Methods for the determination of iron content in water:

The amount of iron in water is often expressed in terms of total iron (mg l). Potassium thiocyanate colorimetric method can be used for determination.

Fe3++3SCN-=Fe(SCN)3 (red).

1.Determination method of iron content in water: Experimental principle The total amount of iron (mg l) is often used to express the iron content in water.

Potassium thiocyanate colorimetric method can be used for determination. Fe3++3SCN-=Fe(SCN)3 (red) Experimental operation 1 Prepare relevant reagents (1) Prepare ammonium iron sulfate standard solution Weigh G analyze pure NH4Fe(SO4)2·12H2O dissolved in 50 ml of distilled water in an Erlenmeyer flask, add 20 ml of concentrated sulfuric acid of 98, shake and mix well, heat, add mol L of KMNO4 solution drop by drop after a while, and fully shake and mix each drop until the solution is reddish. Inject the solution into a volumetric flask of l 000 ml and dilute to l 000 ml with distilled water.

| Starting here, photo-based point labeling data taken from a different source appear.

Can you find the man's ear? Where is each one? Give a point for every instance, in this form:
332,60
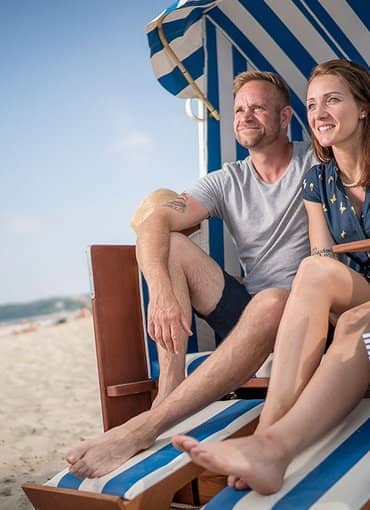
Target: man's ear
286,114
155,199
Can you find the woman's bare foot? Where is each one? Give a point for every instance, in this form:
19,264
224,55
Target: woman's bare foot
256,461
99,456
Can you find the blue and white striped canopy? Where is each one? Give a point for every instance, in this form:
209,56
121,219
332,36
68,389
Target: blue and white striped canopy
286,36
198,46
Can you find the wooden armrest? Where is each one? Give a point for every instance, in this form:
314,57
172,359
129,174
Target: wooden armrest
363,245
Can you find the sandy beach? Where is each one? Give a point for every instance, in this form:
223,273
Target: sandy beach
49,401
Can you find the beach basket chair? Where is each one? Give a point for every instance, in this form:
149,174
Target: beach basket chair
197,47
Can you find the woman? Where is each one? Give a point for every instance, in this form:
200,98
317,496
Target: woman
306,393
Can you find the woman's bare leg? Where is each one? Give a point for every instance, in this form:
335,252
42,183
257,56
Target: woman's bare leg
322,285
260,461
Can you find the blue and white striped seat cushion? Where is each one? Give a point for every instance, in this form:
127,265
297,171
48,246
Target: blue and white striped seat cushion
216,422
333,474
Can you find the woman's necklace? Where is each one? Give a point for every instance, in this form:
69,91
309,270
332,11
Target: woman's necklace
355,184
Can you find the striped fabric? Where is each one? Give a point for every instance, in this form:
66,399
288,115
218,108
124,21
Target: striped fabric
332,474
366,337
214,423
217,39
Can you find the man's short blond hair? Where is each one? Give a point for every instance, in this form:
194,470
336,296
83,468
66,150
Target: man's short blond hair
273,78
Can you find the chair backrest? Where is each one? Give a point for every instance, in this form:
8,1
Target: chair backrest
215,40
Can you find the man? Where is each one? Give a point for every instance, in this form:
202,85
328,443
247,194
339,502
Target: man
260,201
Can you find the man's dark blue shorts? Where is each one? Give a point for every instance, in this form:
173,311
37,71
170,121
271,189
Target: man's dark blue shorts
230,307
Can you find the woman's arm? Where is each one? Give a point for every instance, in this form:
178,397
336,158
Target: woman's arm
321,241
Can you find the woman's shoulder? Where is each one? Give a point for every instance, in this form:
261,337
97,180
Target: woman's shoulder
321,172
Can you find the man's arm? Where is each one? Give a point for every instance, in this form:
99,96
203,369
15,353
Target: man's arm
165,318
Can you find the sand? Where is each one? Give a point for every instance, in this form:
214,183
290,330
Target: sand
49,401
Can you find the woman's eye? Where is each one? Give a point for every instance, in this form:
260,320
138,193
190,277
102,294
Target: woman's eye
333,100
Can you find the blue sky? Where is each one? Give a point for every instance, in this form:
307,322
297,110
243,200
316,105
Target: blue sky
86,131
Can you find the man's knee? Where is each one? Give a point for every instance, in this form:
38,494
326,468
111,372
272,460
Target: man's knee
179,247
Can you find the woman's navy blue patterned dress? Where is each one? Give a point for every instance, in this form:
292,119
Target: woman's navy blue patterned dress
323,185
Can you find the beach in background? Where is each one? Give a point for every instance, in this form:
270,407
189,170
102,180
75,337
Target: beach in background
49,399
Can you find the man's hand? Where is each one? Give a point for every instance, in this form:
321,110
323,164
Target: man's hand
167,322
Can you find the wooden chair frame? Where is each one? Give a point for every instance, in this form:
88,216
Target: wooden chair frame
125,387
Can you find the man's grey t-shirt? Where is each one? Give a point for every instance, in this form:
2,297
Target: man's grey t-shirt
266,221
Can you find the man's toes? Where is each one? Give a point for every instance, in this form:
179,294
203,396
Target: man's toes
80,469
240,484
231,479
76,453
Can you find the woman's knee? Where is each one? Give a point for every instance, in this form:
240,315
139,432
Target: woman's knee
271,302
354,321
315,272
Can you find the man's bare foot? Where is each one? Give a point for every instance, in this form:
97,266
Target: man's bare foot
256,461
99,456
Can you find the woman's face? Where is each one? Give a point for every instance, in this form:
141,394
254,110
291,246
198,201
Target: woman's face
334,116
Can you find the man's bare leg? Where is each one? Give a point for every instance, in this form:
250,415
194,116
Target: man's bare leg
196,279
260,461
233,362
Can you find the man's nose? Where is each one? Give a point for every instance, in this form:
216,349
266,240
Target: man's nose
320,110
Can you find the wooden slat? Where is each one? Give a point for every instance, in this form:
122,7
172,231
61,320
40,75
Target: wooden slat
122,390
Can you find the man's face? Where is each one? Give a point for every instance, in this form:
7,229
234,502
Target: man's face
257,114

This solution contains mg ml of iron. (2) Prepare potassium thiocyanate solution Weigh 50 g of pure potassium thiocyanate crystals, dissolve them in 50 ml of distilled water, filter them and set aside. (3) Prepare nitric acid solution Take 191 ml of chemically pure nitric acid with a density of g cm3 and slowly add it to 200 ml of distilled water, stir while adding, and then dilute to 500 ml with a volumetric flask.

2 Preparation of standard colorimetric solution Take six 50 ml colorimetric tubes of the same specification, add ml, ml, ml, ml, ml ammonium iron sulfate standard solution respectively, dilute to 40 ml with distilled water, then add 5 ml nitric acid solution and 1 drop of 2 mol l kmno4 solution, dilute to 50 ml, and finally add l ml potassium thiocyanate solution to mix well, and put it on the colorimetric rack for colorimetry. 3 Determine the total iron content of the water sample Take 40 ml of water sample and put it in a clean Erlenmeyer flask, add 5 ml of nitric acid solution and heat and boil for several minutes. After cooling, it was poured into a colorimetric tube of the same specification as that used for the standard colorimetric solution, diluted to 50 ml with distilled water, and finally 1 ml of potassium thiocyanate solution was added, mixed well, and compared with the colorimetric tube listed above.

The "equivalent ammonium iron sulfate standard" refers to the volume of the ammonium iron sulfate standard used in the preparation of the standard colorimetric solution.